347.実りの多い話し合いになりました
本日1話更新です。
連休期間中に更新できなかった分です(;^ω^)
「いかがされましたか、ゲルトルードお嬢さま?」
エグムンドさんが、ゼラチン発見の感動に打ち震える私のようすをいぶかしんで声をかけてきたんだけど。
いやもう、思いっきり鼻息荒く私ゃエグムンドさんに訊いちゃったわよ。
「エグムンドさん! その牛糊を……完全に無味無臭になるまで、つまり食用として使用できるまで精製してもらうことは可能かしら?」
「は? あの、牛糊を食用に、ですか?」
エグムンドさんだけじゃなく、その場の誰もがぽかんとしちゃってるけど!
でもこれ、めっちゃ重要! ゼラチン、絶対に欲しい!
「ええ、もとはと言えばわたくしたちが食べた牛や豚の骨や皮でしょう? 不純物を完全に取り除くようしっかり精製してもらえば、食用にできると思うのだけれど」
そして私はマルゴに振り返る。
「マルゴ、ほら、お肉を……特に骨付きのお肉を煮込んで冷ますと、煮汁が固まってぷるぷるになるでしょう?」
「あ、はい、煮こごりでございますね?」
困惑顔のマルゴが、それでも的確に答えてくれる。
「そう、その煮こごりよ! あれって、お肉や骨から煮出される何かが、煮汁をああいうふうに固めるのだと思うの。その何かが、牛糊には含まれていると思うのよ。だから、牛糊をしっかり精製してお料理に使えば、たとえば果汁などを煮こごりのように固めてしまえると思うの!」
「果汁を、固める……」
見開かれたマルゴの大きな目が、みるみる好奇心に輝きだした。
「それはたいへん興味深いことでございますです、ゲルトルードお嬢さま! あの煮こごりを、お肉の煮汁以外で作ることができたならば……何か飲み物を、牛乳にはちみつを入れて固めたりしてもよさそうでございますね!」
さすがマルゴーーーー!
「そうよ、甘くした牛乳を、プリンのような口当たりで食べられると思うわ! 同じようにお砂糖を入れて甘くしたお茶を固めても美味しいと思うの! 飲むお茶ではなく、食べるお茶ね!」
牛乳プリンに紅茶ゼリー!
本当にマルゴは、あっという間に私のいうことを理解してくれる。
それに、ぽかんとしていたほかの人たちも、ようやく少し私がナニを言っているのかがわかってきたらしい。

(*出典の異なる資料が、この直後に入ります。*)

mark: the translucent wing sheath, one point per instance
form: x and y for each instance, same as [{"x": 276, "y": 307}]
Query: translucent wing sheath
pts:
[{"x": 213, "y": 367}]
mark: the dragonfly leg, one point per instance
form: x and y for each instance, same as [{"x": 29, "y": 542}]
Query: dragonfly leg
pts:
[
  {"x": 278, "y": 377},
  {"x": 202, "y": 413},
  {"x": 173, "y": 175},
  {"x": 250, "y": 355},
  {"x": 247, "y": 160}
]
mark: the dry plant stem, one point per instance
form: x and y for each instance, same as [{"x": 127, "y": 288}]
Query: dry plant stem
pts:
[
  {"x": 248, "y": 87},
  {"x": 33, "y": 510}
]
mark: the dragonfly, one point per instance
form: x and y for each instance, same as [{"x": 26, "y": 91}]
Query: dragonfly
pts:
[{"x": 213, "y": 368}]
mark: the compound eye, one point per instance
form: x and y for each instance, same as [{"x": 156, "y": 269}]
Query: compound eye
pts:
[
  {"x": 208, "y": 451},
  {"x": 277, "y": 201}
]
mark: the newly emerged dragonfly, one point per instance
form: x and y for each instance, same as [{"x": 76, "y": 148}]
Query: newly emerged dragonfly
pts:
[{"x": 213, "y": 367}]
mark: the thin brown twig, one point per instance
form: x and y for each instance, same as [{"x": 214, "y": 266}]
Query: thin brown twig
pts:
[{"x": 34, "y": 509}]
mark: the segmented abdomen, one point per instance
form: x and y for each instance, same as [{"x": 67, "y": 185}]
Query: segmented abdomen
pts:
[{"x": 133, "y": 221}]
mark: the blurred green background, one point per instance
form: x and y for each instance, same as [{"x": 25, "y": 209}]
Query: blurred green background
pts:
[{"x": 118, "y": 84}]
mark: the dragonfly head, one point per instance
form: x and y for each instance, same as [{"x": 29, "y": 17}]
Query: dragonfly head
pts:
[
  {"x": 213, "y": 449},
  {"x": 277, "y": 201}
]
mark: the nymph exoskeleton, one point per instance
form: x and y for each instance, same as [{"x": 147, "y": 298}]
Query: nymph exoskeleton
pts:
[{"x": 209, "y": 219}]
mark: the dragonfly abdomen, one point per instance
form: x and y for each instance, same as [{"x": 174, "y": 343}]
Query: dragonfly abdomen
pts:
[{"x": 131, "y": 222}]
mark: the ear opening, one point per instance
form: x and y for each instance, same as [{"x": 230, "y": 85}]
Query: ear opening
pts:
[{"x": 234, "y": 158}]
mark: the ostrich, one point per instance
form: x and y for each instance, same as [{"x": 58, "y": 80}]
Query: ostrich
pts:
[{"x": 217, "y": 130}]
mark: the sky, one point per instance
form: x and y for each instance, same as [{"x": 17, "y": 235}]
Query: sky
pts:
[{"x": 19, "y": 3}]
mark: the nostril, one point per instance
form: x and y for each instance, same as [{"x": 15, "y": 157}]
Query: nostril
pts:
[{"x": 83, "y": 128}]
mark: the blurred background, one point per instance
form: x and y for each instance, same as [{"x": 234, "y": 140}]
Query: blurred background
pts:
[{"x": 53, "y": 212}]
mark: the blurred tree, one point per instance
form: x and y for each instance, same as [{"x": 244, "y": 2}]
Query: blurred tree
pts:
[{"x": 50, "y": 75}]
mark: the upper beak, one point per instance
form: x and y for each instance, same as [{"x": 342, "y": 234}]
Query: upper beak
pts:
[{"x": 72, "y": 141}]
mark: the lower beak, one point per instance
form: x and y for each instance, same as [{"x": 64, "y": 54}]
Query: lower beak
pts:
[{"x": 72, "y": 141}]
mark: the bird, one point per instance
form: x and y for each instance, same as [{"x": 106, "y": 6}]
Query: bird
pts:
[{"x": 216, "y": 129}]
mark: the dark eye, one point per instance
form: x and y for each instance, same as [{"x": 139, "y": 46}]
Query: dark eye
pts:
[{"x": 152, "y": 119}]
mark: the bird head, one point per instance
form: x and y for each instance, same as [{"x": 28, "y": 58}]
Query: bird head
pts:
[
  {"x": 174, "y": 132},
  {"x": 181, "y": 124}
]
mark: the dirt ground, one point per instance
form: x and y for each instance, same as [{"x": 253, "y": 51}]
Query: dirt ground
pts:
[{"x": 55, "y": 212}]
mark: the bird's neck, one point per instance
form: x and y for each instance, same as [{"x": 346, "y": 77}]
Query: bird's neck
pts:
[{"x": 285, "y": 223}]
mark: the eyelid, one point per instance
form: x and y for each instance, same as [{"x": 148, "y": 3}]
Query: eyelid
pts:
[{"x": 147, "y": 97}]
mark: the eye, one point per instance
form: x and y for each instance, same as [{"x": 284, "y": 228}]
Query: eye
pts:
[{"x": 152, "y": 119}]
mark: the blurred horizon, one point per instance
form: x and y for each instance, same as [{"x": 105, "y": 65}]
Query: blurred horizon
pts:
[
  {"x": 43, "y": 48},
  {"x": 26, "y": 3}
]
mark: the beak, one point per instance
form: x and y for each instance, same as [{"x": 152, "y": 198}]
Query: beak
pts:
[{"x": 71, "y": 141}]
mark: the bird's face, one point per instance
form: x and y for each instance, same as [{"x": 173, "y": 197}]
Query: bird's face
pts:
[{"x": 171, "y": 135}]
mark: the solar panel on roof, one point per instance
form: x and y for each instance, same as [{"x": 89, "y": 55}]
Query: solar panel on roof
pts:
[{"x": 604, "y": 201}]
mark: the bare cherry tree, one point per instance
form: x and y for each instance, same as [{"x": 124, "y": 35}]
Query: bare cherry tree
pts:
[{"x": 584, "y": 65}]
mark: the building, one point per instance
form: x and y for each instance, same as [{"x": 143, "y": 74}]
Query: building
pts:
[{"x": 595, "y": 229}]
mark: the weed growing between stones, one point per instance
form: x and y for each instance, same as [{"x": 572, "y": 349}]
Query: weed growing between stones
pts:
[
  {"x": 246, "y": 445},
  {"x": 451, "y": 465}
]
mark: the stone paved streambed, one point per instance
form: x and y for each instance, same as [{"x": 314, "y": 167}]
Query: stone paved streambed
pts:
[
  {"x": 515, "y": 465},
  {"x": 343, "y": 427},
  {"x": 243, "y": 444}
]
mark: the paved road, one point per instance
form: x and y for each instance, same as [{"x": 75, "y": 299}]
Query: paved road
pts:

「確かに……牛糊は煮溶かしてから塗布して、冷えれば固まりますので、それによって接着するわけですが……」
「ええ、牛糊は固まった状態でも、弾力がありますから……」
「それで、飲むお茶ではなく、食べるお茶を作る……?」
困惑したようにノランたちと話していたエグムンドさんが、ひとつうなずいた。
「わかりました。ゲルトルードお嬢さまがおっしゃるのですから、何かまた新しいお料理ができるのでしょう。ただちに、食用になるまで牛糊を精製してくれる工房を探します」
「ありがとうエグムンドさん!」
私は小躍りしそうになっちゃったわよ。「よろしくお願いしますね!」
ゼラチンだよ、ゼラチン!
ゼリーが作れる! ババロアだってムースだって! グミだって作れちゃうよ!
「なんだか、またとても不思議で美味しいお料理ができそうですね」
「これはもう早急に、牛糊を食用に精製してもらわねば、です」
食いしん坊派閥のヒューバルトさんとスヴェイが小声で話してる。
ええもう、ゼリーは見た目もきれいだし口当たりも楽しいし、ホンットに美味しいおやつになるので! 乞うご期待よ!
そして、今日は今日のおやつがあるんだった。
「それでは、お茶にしましょうか」
私がにっこにこで言い出すと、マルゴもにっこにこで答えてくれる。
「はい、では先ほど焼きあがりましたこちらのパイを」
マルゴがさっと、パイにかけてあった布巾を外してお披露目してくれた。
いっぱい並んだ小さなパイを見たみんなの目が丸くなる。
「これは……パイですか?」
「林檎ですか? 林檎をこのような形に?」
「なんとも華やかなパイですね!」
そうでーす、林檎の薔薇パイでーす!
これ、ホンットに簡単なのに、見た目がかわいくてインパクトあるのよね。
皮付きで薄くスライスした林檎を甘く煮ておいて、その林檎を細長く伸ばしたパイ生地に形よく並べたら、くるくる巻いて焼くだけ。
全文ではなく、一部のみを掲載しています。